The Appellate Division of the Supreme Court is set to hear the government appeal against the High Court verdict on quota in civil service recruitment at 10:00am today just as the curfew ends.
The lower courts across the country, however, will remain closed in Sunday–Monday, in line with a government announcement declaring these two days as general holiday.
The Appellate Division rescheduled its opening time for 10:00am today from 9:00am and would operate judicial proceedings till 1:15pm, according to a press release issued by Supreme Court registrar general Abdul Aziz Bhuiyan on Saturday.  Â
The press release said that the High Court would, however, sit as per normal schedule at 10:30am to hear and dispose of only the urgent cases.
A number of senior lawyers questioned the schedule, stating that it would not be possible for them to appear before the court at 10:00am, immediately after lifting of the curfew.
The government imposed a curfew across the country for an indefinite period from midnight past Friday after at least 67 people were killed on Friday taking the death toll to 112 in the past four days of protests for reform of quota in civil service recruitment.
Attorney general AM Amin Uddin told reporters at his office on Saturday that at about 10:00am today the Appellate Division immediately after lifting of the curfew would hear two separate petitions—one was filed by the government on June 9, and the other was filed by two Dhaka University students on July 9 during the anti-quota movement.
He said that the Appellate Division chamber judge on July 18 advanced the date of hearing to July 21 from the previously scheduled date of August 7 through special arrangements during the courts’ vacation, following an instruction to the attorney general from law minister Anisul Huq.
The attorney general also expected that the Appellate Division would give its decision in the quota case on the same day.
Prime minister Sheikh Hasina during her address to the nation on July 18 urged the student protesters to keep patient until the Appellate Division delivered its verdict.
She also assured the students of getting justice in the quota case.          Â
The government sought cancellation of the High Court’s June 5 verdict that asked the government to maintain 30 per cent quotas for the decedents of freedom fighters. It also directed the government to maintain ‘district, women, tribal, physically challenged’ quotas and publish a notification in this regard as soon as possible, preferably within three months.
‘However, this judgement will not create any bar upon respondents if they change, reduce or increase the ratio or percentage of the quota relating to the aforesaid criteria and when necessary,’ the verdict said.

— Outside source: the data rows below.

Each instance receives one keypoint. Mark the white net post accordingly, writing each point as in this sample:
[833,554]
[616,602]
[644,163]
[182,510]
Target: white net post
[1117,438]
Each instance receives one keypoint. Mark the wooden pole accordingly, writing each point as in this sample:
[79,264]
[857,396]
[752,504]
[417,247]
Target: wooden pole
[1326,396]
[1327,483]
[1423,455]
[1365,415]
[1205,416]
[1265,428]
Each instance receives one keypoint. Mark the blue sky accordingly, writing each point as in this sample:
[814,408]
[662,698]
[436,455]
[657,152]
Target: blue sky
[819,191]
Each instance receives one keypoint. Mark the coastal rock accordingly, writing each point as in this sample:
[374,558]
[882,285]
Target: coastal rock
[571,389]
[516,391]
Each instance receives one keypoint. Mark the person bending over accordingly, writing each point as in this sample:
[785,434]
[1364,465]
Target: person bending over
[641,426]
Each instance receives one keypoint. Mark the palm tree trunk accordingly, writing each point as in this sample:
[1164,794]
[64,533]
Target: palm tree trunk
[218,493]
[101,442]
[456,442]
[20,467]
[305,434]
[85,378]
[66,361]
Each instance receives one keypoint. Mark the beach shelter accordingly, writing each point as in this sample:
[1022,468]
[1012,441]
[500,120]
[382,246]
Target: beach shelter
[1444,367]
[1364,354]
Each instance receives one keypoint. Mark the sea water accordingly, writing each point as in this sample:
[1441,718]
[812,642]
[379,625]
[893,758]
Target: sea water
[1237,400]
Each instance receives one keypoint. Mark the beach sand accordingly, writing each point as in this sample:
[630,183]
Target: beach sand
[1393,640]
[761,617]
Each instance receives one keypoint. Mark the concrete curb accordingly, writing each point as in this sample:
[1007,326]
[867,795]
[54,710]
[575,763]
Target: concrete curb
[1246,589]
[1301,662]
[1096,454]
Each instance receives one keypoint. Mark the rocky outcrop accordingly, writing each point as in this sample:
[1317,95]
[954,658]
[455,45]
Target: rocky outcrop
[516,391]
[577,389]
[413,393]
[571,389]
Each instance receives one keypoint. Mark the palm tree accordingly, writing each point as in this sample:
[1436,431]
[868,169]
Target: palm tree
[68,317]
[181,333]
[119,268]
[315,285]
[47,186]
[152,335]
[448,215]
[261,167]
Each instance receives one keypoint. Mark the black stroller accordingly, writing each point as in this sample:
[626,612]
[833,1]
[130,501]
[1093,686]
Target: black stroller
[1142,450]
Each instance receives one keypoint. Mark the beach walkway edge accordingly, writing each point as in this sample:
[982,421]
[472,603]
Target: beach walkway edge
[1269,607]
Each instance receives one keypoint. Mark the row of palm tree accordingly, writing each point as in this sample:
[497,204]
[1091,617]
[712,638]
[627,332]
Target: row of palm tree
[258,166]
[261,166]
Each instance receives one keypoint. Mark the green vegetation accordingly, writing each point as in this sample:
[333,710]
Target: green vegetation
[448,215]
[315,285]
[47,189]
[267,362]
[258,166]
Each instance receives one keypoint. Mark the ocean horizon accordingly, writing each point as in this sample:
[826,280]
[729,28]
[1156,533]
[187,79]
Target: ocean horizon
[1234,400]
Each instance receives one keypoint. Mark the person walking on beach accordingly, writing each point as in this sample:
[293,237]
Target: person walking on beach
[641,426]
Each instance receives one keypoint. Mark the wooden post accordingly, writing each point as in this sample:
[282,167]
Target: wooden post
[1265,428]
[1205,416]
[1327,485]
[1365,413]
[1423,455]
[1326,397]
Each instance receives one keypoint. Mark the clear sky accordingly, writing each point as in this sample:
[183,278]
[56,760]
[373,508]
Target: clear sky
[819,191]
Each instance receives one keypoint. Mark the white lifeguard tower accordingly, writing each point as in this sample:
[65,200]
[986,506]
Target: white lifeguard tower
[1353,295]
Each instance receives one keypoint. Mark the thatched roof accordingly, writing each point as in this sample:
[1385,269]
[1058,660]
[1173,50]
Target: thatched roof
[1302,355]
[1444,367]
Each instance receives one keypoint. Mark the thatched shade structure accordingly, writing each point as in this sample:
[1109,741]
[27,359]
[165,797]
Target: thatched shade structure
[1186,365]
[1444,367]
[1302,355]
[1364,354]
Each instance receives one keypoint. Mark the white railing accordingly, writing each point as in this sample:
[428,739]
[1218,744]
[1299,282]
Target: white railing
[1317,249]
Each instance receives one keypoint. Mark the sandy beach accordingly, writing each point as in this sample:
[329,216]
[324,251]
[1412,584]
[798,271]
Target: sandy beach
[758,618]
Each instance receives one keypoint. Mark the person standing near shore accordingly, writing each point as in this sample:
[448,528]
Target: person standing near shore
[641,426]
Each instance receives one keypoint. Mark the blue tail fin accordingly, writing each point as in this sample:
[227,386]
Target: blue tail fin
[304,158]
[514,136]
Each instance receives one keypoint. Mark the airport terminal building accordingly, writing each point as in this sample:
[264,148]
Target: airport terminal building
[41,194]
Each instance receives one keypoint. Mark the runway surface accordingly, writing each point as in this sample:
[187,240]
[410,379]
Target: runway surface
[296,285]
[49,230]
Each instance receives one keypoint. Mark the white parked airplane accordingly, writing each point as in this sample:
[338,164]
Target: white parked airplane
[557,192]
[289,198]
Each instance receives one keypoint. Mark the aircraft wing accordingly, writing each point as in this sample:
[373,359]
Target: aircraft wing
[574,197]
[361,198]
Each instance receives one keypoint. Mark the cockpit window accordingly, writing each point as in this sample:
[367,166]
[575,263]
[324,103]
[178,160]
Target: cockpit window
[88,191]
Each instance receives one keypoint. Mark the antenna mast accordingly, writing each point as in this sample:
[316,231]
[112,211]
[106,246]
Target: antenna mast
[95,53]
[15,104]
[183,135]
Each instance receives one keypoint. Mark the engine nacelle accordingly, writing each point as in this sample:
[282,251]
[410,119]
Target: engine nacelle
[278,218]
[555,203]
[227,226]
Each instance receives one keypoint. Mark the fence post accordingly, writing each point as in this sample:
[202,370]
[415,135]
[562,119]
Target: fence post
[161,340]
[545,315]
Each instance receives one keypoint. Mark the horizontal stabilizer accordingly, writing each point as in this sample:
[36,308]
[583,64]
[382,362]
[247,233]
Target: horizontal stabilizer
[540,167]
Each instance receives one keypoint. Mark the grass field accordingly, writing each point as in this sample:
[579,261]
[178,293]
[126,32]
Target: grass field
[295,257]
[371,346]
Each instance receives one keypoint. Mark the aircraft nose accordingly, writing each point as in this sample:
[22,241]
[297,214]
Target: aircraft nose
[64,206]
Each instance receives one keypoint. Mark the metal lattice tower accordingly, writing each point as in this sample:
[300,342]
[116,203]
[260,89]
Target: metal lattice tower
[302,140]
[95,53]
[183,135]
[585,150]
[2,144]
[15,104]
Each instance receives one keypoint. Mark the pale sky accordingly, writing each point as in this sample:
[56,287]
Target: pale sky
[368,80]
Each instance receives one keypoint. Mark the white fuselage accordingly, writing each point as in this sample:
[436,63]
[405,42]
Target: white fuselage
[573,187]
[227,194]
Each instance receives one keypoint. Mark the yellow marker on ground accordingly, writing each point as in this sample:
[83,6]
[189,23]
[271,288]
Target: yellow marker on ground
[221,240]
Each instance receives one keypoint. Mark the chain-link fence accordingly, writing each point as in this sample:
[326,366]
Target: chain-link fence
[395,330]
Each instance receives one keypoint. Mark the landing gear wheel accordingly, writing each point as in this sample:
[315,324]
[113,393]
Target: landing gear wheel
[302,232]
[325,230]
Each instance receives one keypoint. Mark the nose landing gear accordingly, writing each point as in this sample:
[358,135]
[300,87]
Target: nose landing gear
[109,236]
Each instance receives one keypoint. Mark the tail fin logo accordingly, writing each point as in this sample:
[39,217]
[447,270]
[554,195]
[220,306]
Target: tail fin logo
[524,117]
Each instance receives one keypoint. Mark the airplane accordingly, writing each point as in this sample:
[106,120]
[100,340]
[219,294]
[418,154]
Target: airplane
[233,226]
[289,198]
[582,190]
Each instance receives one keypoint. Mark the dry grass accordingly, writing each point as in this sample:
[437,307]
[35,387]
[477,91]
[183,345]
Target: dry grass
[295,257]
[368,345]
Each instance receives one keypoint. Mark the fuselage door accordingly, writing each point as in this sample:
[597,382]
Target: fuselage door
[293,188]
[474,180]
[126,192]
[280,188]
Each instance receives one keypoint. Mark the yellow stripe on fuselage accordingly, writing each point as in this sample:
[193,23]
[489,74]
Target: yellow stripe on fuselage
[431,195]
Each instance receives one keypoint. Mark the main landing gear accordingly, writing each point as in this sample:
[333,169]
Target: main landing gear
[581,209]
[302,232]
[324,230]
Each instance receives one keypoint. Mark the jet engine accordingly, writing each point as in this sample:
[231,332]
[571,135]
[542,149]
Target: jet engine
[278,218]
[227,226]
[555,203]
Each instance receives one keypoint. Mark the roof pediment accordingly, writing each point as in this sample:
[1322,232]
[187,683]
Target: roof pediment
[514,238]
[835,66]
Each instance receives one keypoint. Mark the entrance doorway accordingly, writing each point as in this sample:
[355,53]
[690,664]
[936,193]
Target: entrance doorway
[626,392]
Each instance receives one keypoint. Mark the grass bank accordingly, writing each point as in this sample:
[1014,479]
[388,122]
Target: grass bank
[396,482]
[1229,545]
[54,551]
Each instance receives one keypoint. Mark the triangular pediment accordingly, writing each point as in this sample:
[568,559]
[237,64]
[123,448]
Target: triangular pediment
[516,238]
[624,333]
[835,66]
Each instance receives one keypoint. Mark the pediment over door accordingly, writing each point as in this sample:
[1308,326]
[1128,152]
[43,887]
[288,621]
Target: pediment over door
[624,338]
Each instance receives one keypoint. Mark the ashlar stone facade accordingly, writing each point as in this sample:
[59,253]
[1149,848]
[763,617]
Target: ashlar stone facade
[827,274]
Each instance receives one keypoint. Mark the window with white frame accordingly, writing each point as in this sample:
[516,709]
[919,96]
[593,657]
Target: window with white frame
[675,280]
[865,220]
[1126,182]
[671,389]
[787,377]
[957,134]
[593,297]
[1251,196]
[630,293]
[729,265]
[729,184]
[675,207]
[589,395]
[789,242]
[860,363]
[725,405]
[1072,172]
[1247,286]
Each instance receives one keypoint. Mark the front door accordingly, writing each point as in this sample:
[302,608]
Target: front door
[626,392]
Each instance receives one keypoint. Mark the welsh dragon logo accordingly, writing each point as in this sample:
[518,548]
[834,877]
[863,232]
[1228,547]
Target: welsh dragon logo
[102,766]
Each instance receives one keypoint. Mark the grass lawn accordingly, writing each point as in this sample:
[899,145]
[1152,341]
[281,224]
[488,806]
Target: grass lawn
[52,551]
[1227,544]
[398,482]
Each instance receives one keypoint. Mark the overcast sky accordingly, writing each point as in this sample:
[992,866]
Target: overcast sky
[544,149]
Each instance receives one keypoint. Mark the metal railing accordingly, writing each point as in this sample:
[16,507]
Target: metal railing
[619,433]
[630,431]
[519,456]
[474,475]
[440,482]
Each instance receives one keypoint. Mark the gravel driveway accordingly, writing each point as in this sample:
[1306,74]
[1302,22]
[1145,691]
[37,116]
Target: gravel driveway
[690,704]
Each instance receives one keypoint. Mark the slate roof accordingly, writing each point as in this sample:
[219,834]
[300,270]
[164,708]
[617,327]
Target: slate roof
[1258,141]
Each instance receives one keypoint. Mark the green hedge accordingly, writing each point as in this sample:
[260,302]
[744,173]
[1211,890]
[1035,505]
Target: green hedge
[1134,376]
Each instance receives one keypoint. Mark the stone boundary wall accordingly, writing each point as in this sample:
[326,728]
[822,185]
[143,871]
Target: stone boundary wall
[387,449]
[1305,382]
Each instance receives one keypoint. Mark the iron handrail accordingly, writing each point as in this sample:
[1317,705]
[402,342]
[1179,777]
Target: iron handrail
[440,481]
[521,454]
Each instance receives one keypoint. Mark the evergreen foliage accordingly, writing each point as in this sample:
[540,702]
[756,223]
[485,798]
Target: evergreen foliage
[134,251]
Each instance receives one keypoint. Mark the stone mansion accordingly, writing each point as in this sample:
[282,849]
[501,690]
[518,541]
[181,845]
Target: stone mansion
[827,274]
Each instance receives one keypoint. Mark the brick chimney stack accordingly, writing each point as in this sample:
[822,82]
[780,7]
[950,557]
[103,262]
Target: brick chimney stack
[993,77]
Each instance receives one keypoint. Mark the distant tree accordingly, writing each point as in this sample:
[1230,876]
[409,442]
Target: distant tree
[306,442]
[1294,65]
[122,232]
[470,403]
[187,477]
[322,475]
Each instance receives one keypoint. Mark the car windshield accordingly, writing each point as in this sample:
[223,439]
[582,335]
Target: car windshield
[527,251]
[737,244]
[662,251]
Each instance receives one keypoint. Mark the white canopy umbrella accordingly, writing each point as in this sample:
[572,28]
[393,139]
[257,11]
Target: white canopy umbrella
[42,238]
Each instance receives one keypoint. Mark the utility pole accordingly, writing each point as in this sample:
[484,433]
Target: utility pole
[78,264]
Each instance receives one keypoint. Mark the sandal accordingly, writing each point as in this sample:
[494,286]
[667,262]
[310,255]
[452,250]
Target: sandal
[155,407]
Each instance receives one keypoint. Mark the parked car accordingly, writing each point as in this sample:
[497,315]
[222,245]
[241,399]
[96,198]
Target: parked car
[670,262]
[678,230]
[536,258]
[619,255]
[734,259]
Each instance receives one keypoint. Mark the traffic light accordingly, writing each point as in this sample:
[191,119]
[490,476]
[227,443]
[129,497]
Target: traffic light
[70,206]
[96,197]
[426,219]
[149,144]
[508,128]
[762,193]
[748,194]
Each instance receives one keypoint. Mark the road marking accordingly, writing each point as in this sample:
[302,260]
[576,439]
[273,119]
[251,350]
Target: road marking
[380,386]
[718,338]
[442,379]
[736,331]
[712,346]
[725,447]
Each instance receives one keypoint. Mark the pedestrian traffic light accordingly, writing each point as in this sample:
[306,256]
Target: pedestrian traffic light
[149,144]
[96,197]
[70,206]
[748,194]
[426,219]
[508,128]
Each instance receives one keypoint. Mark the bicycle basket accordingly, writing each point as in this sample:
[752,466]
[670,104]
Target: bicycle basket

The High Court delivered the verdict disposing of a writ petition filed by Ohidul Islam, son of freedom fighter Md Foyez Uddin from Rahimganj of Mymensingh, and six others in 2021, challenging the legality of cancelling 30 per cent quota for the descendants of freedom fighters. Â
The cabinet division issued a circular on October 4, 2018 abolishing all the 56 per cent quotas in the public service jobs in the wake of street protests by the public university students and jobseekers, demanding reforms to the quota system introduced in 1972.
Until the abolition, nearly 56 per cent of government jobs were reserved for candidates from various quotas—30 per cent for freedom fighters’ children and grandchildren, 10 per cent for women, 10 per cent for people of underdeveloped districts, 5 per cent for members of indigenous communities, and 1 per cent for physically challenged people.
On November 5, 1972, the then government through an executive order introduced 30 per cent quota for freedom fighters and 10 per cent for women in the jobs at the government, semi-government, defence and nationalised institutions.
The High Court verdict, which was pronounced on June 5, prompted students and jobseekers to take to the street across the country from July 1.
The cabinet secretary on July 16 filed a regular petition with the Appellate Division seeking permission to appeal against the High Court verdict that asked the government to maintain the quotas.
The secretary also prayed for extension of the status quo issued by the Appellate Division on July 10 enabling the government to recruit officers without maintaining quotas following the cabinet division’s 2018 circular scrapping all quotas.
An Appellate Division bench chaired by chief justice Obaidul Hassan on July 10 issued the status quo order for four weeks asking the government to file a regular petition seeking permission to appeal against the High Court verdict by August 7.
It also adjourned until August 7 hearing of the two provisional petitions—one filed by the cabinet secretary on June 9 seeking a stay of the High Court verdict and the other by two students on July 9 seeking quota system reform.
The chief justice, earlier on July 4, refused to stay the High Court verdict on quota maintenance, stating that the Supreme Court verdict could not be changed under pressure of a street movement.
Earlier on June 9, the Appellate Division’s chamber, after hearing the government petition, refused to stay the High Court verdict and set a full court’s hearing on July 4 on the grounds that the High Court verdict was not published at that time.       Â
The High Court on July 14 published its 27-page full verdict on the quota system.
The court in a short verdict on June 5 declared illegal a government circular issued on October 4, 2018, abolishing all quotas in recruiting civil service employees.